Potrebbero essere stati quindi proprio i 'ceppi', che il caposervizio dell'impianto Gabriele Tadini ha ammesso di aver applicato alla cabina in più occasioni (compreso il giorno della tragedia), ad aver causato la rottura del cavo, scaricando in poche parole una tensione eccessiva sulla fune e in definitiva spezzandola poco prima del carrello della cabina.

 

Non ho la competenza per dire quali possano essere state le cause, ma dire che la fune sia stata danneggiata dall'utilizzo dei forchettoni mi pare francamente eccessivo – dichiara in merito Valeria Ghezzi, presidente dell'Associazione nazionale esercenti funiviari – sulle cause che potrebbero aver portato alla rottura del cavo abbiamo discusso più volte con molti tecnici dell'Anef negli scorsi giorni, ma quest'ipotesi in particolare non è mai emersa”. Le uniche risposte, continua Ghezzi: “Potranno arrivare dopo una perizia specifica a cui bisognerà sottoporre la fune” e che dovrebbe restituire una sorta di timeline precisa delle cause della rottura. “Non credo però – sottolinea la presidente di Anef – che i tempi potranno essere brevi da questo punto di vista”.

 

Nel frattempo, con l'avvio della bella stagione, i numeri segnati in diverse regioni in merito all'utilizzo degli impianti a fune sembrano (comprensibilmente) sottolineare una paura diffusa da parte della popolazione.
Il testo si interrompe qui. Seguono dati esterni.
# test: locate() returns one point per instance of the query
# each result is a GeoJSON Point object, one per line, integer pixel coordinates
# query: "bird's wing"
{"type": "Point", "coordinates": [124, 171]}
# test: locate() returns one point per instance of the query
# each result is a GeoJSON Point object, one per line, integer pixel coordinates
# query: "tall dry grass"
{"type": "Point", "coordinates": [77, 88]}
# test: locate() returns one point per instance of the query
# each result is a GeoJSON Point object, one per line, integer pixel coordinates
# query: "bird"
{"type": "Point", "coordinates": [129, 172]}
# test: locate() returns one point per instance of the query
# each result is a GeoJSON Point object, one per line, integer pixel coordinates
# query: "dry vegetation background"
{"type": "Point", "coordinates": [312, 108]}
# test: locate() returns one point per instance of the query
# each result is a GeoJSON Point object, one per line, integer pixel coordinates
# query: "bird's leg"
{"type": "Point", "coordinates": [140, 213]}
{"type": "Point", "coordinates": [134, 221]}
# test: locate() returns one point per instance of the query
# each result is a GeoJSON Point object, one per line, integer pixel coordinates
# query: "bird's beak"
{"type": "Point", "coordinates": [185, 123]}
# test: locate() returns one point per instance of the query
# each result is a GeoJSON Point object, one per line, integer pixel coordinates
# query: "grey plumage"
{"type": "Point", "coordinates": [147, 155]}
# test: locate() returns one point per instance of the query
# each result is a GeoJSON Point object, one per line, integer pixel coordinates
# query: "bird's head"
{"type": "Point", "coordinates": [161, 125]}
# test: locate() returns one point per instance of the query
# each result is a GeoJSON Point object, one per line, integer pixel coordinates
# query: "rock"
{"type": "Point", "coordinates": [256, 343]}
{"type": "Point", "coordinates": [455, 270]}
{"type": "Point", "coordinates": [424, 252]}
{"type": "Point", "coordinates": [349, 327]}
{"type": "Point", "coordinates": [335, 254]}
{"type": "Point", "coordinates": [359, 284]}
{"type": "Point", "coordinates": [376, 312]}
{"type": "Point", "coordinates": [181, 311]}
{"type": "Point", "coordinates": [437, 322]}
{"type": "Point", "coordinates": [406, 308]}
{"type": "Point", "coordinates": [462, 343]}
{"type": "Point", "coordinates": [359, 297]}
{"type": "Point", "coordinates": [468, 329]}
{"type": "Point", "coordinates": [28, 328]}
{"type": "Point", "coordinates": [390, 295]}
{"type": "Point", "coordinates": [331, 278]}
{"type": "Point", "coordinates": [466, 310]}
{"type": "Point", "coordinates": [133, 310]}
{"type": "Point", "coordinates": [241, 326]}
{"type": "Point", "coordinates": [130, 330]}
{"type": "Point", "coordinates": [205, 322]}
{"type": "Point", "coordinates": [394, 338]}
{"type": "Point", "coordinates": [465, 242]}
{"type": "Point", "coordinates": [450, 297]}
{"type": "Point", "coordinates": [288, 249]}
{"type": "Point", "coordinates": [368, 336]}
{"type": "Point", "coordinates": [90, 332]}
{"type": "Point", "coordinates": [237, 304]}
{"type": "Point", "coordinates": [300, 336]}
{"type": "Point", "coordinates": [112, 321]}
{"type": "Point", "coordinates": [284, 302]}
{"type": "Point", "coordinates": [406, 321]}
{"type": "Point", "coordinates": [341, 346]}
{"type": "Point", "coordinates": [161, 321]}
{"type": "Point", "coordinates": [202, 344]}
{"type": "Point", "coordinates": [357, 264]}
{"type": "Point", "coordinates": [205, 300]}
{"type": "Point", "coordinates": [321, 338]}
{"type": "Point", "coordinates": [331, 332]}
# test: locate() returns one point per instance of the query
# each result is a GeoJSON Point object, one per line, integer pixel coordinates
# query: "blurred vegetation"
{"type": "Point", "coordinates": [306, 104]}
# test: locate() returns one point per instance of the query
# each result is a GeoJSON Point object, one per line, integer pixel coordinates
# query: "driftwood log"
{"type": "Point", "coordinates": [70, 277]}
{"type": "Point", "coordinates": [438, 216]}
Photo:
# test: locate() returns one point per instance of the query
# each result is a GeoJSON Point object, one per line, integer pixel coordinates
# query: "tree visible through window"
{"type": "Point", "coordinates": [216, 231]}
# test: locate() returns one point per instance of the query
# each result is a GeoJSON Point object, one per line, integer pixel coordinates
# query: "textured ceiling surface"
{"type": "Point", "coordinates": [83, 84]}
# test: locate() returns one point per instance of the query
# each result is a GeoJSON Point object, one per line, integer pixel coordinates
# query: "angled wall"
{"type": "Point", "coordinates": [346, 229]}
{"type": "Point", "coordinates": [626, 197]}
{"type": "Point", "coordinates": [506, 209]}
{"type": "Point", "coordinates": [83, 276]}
In Lombardia in particolare, come dichiarato dal presidente dell'Anef regionale Massimo Fossati, il calo di clienti negli scorsi giorni è stato del 60%. Per il momento è difficile fornire un bilancio della situazione in Trentino, dice Ghezzi: “Visto che la stagione è appena iniziata e che, purtroppo, il meteo sembra non essere dalla nostra parte”.

 

Con un 2 giugno di sole e cieli azzurri, spiega la presidente di Anef: “Sarebbe forse stato possibile dare una valutazione sommaria. In questo momento, in ogni caso, non mi stupirei di vedere un po' di ritrosia, di incertezza o malessere nelle persone: si tratterebbe di reazioni emotive normali”. Da un punto di vista razionale però “i numeri e le statistiche ci dicono che possiamo essere assolutamente tranquilli” spiega Ghezzi, sottolineando come in Trentino in particolare si sia venuto a creare “un substrato culturale legato alla sicurezza molto importante. In Provincia il tema controlli, manutenzione e rispetto delle norme è indiscusso, come indiscussa è la professionalità dei nostri colleghi e collaboratori. Sul territorio il confronto tra caposervizi, macchinisti, esercenti e uffici provinciali è continuo. Quando parliamo di alterazioni e manomissioni parliamo di comportamenti umani, in Trentino però si è venuta a creare una grande cultura della sicurezza grazie alla quale le norme non si rispettano solo in quanto norme ma per la loro importanza nel concreto”.